Jordan canonical form of $p(\alpha)$ in terms of that of $\alpha$

Question

Let $\alpha$ be a linear transformation defined in a finite-dimensional vector space $V$ over a field $F$. If polynomials $p(x)\in F[x]$ are such that for all eigenvalues $\lambda$ of $\alpha$, $p'(\lambda)$ (the formal derivative of $p(x)$ evaluated at $\lambda$) $\neq 0$, then what can we say about the Jordan Form of $p(\alpha)$ with respect to that of $\alpha$?

Answer 1

If $\alpha$ has repeated eigenvalues then $f(\alpha)$ also has repeated eigenvalues and hence its derivative will be zero. So by hypothesis $\alpha$ has distinct eigenvalues and hence is diagonalisable. $f(\alpha)$ has no repeated eigenvalues since its derivative is non zero. Hence it is also diagonalisable.
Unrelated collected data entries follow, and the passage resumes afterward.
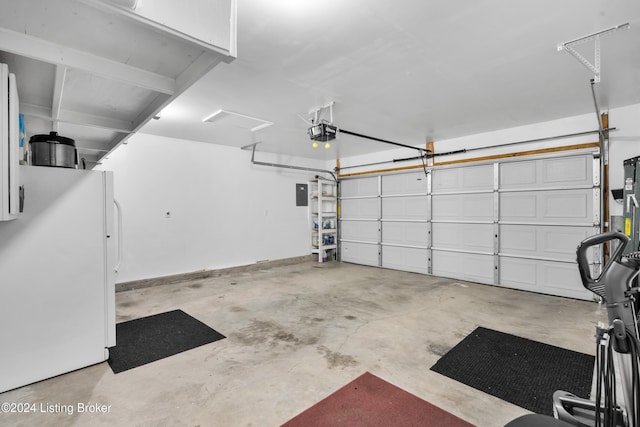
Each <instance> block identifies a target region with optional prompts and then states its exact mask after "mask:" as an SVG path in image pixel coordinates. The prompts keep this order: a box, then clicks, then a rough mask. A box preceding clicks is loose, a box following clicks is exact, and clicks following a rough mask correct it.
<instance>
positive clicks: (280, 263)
mask: <svg viewBox="0 0 640 427" xmlns="http://www.w3.org/2000/svg"><path fill="white" fill-rule="evenodd" d="M316 259H317V255H313V254H311V255H303V256H299V257H293V258H283V259H277V260H273V261H271V260H269V261H259V262H256V263H254V264H248V265H239V266H237V267H228V268H221V269H217V270H200V271H192V272H189V273H181V274H174V275H171V276H163V277H154V278H150V279H141V280H133V281H130V282H122V283H116V292H123V291H130V290H133V289H141V288H149V287H152V286H159V285H168V284H172V283H180V282H185V281H188V280H197V279H205V278H207V277H218V276H224V275H228V274H236V273H245V272H249V271H257V270H264V269H265V268H272V267H279V266H283V265H292V264H300V263H303V262H308V261H315V260H316Z"/></svg>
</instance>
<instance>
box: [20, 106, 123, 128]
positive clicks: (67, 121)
mask: <svg viewBox="0 0 640 427" xmlns="http://www.w3.org/2000/svg"><path fill="white" fill-rule="evenodd" d="M20 113H22V114H24V115H25V116H31V117H38V118H41V119H45V120H51V121H57V122H59V123H69V124H73V125H78V126H87V127H93V128H99V129H106V130H110V131H115V132H121V133H125V134H129V133H131V132H133V131H134V127H133V123H131V122H129V121H126V120H118V119H113V118H109V117H104V116H93V115H91V114H86V113H79V112H77V111H69V110H60V111H59V113H58V115H57V116H58V118H57V119H55V120H54V119H53V114H52V113H53V112H52V110H51V109H49V108H46V107H41V106H39V105H33V104H26V103H20Z"/></svg>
Hence its Jordan form will be diagonal where the diagonal entries are f(a) where “a” is eigenvalue of $\alpha$.

Answer 2

I did this:

Lemma: For all $v\in\ V$, $k_v\in\ \mathbb{Z}^+$ s.t. $m_{\alpha,v}(x)=(x-\lambda_v)^{k_v}$. We have $\left< v \right>_{p(\alpha)} = \left< v \right>_{p(\alpha)}$ and $m_{p(\alpha)}(x)=(x-p(\lambda_v))^{k_v}$.

Prerequisite:

Suppose $m_\alpha(x)$ exists and equals to some $\Pi_i (x-\lambda_i)^{n_i}$. We can decompose $V$ into $\bigoplus_i ker(\alpha-\lambda_i\ id_V)^{n_i}$, and the minimal polynomial of $\alpha$ restricted to each kernel are exactly the $(x-\lambda_i)^{n_i}$ (the product of their minimal polynomials is exactly that of $\alpha$). By Primary Cyclic Decomposition, we can further decompose each kernel labeled by $i$ to some $\bigoplus_s \left< v_{i,s} \right>_{\alpha}$. We have the minimal polynomial of each $v_{i,s}$ divides that of the kernel it belongs to, thus $\exists k_{i,s}<n_i,\ m_{\alpha, v_{i,s}}(x)=(x-\lambda_i)^{k_{i,s}}$. We can see that $$\mathcal{B}_{i,s}=\{ (\alpha-\lambda_{i,s}id_V)^{k_{i,s}-1}(v_{i,s}),\ (\alpha-\lambda_{i,s}id_V)^{k_{i,s}-2}(v_{i,s}),\ ...\ , (\alpha-\lambda_{i,s}id_V)(v_{i,s}),\ v_{i,s}\}$$ is an ordered basis of $\left< v_{i,s} \right>_{\alpha}$, and the matrix representation of $\alpha$ restricted to $\left< v_{i,s} \right>_{\alpha}$ is exactly the Jordan matrix $J_{k_{i,s}}(\lambda_i)$. This is how we derive the Jordan Canonical Form.

Then:

By Lemma, for $p(\alpha)$, we can decompose $V$ by the same set of $\{v_{i,s}\}_{i,s}$. Also, the minimal polynomials of $p(\alpha)$ restricted to $\left< v_{i,s} \right>_{p(\alpha)}$ is that of $\alpha$, but replacing $\lambda_{i}$ with $p(\lambda_{i})$. The same derivation follows and we have that the Jordan Form of $p(\alpha)$ is that of $\alpha$, replacing the diagonal $\lambda_{i}$ with $p(\lambda_{i})$.